The fact that many researchers, particularly in the CS-related community as point out in[18], adopt Gruber’s definition: “[a]n ontology is an explicit specification of a conceptualization,” proposed in[19] and reinforced in[20], favors the indiscriminate use of the term ontology to designate different types of KOS. Criticizing this “mechanical definition” and the uniquely technical guidelines of the W3C RDFS and OWL standards, Kless and others[21] state: “In fact, it implies that any KOS could simply become an ontology by simply changing its representation format.” The authors distinguish two types of ontologies: “data modeling ontologies,” tied to the RDF-based semantics; and the “reality representation ontologies” associated with the description logic semantics. Adding, in relation to the latter: “[i]t can be questioned, whether they should be called ontologies at all and whether they are truly interoperable in the sense of being combinable and reusable.”[21]. Since the 1990s, the proliferation of these systems was due to the search to provide the Web with systems capable of automatic inferences in the context of the so-called Semantic Web (SW). The ability to generate inferences is, however, restricted to the semantic expressiveness of the language used which, in the case of RDFS, is quite limited. RDFS is a web-oriented language and not a true SW (or KR) language[22]. Despite these limitations, it is these systems that underlie what may be called the Web of Linked Data[23] and it is possible to see in this development of the Web a “democratization” of knowledge representation[24].

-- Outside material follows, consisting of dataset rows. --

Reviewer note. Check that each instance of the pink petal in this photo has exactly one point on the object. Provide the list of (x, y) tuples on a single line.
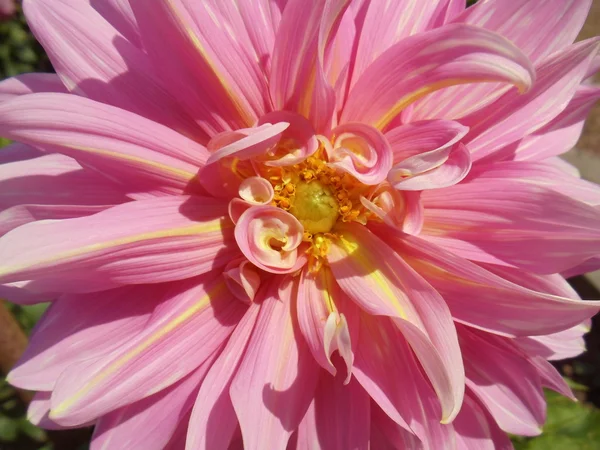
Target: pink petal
[(394, 289), (383, 24), (537, 27), (432, 170), (120, 16), (82, 326), (338, 418), (269, 237), (92, 58), (218, 82), (320, 307), (275, 382), (509, 389), (134, 151), (526, 226), (476, 429), (198, 310), (362, 151), (168, 238), (388, 371), (297, 79), (213, 417), (503, 306), (28, 83), (127, 427), (455, 54), (413, 139), (513, 116)]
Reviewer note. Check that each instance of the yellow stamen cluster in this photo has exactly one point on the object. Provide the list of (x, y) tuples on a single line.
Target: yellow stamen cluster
[(319, 196)]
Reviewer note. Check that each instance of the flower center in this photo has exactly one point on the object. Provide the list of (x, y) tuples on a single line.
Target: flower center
[(315, 207)]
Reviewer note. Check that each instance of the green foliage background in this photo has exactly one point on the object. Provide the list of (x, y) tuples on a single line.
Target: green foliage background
[(570, 426)]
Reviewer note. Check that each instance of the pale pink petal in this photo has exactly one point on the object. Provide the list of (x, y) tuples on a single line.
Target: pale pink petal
[(413, 139), (243, 279), (476, 429), (218, 82), (120, 16), (503, 306), (321, 307), (509, 389), (514, 115), (432, 170), (526, 226), (132, 150), (82, 326), (168, 238), (127, 427), (29, 83), (362, 151), (54, 180), (455, 54), (297, 80), (393, 379), (537, 27), (213, 418), (275, 382), (543, 174), (198, 311), (18, 152), (394, 289), (93, 59), (269, 237), (338, 418)]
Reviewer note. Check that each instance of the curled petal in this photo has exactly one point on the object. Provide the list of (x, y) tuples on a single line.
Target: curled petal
[(401, 210), (242, 279), (432, 170), (269, 237), (362, 151), (256, 191), (298, 140)]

In terms of interoperability and reusability these lightweight ontologies, as they are often called, face also several limitations due to the ad-hoc approach generally employed in their construction[25]. One consequence of the ad-hoc approach is the continuation of the siloing of data, which ontologies should solve or at least minimize. That's one of the reasons Smith[26] considers this the wrong way to build ontologies. While condescending that a similar approach may be used in some cases of purpose-built application ontologies, the researcher totally dismisses it for the so-called reference ontologies. These, designed to serve scientific purposes, should be developed according to the “principle of orthogonality”[26]. This approach would not only address the data silos problem, but would bring additional benefits such as: mutual consistency of ontologies; unnecessary mapping between ontologies; reduced redundancy; facilitated findability of specific ontological resources; and optimized management of the ontological labor division. Essential to Smith's approach is the articulation with ontological study from his disciplinary area of origin - the philosophy: “information-systems ontology is itself an enormous new field of practical application that is crying out to be explored by the methods of rigorous philosophy.”[27] Articulation seen as necessary for the correct development of ontologies by various researchers, e.g.[10][28][29].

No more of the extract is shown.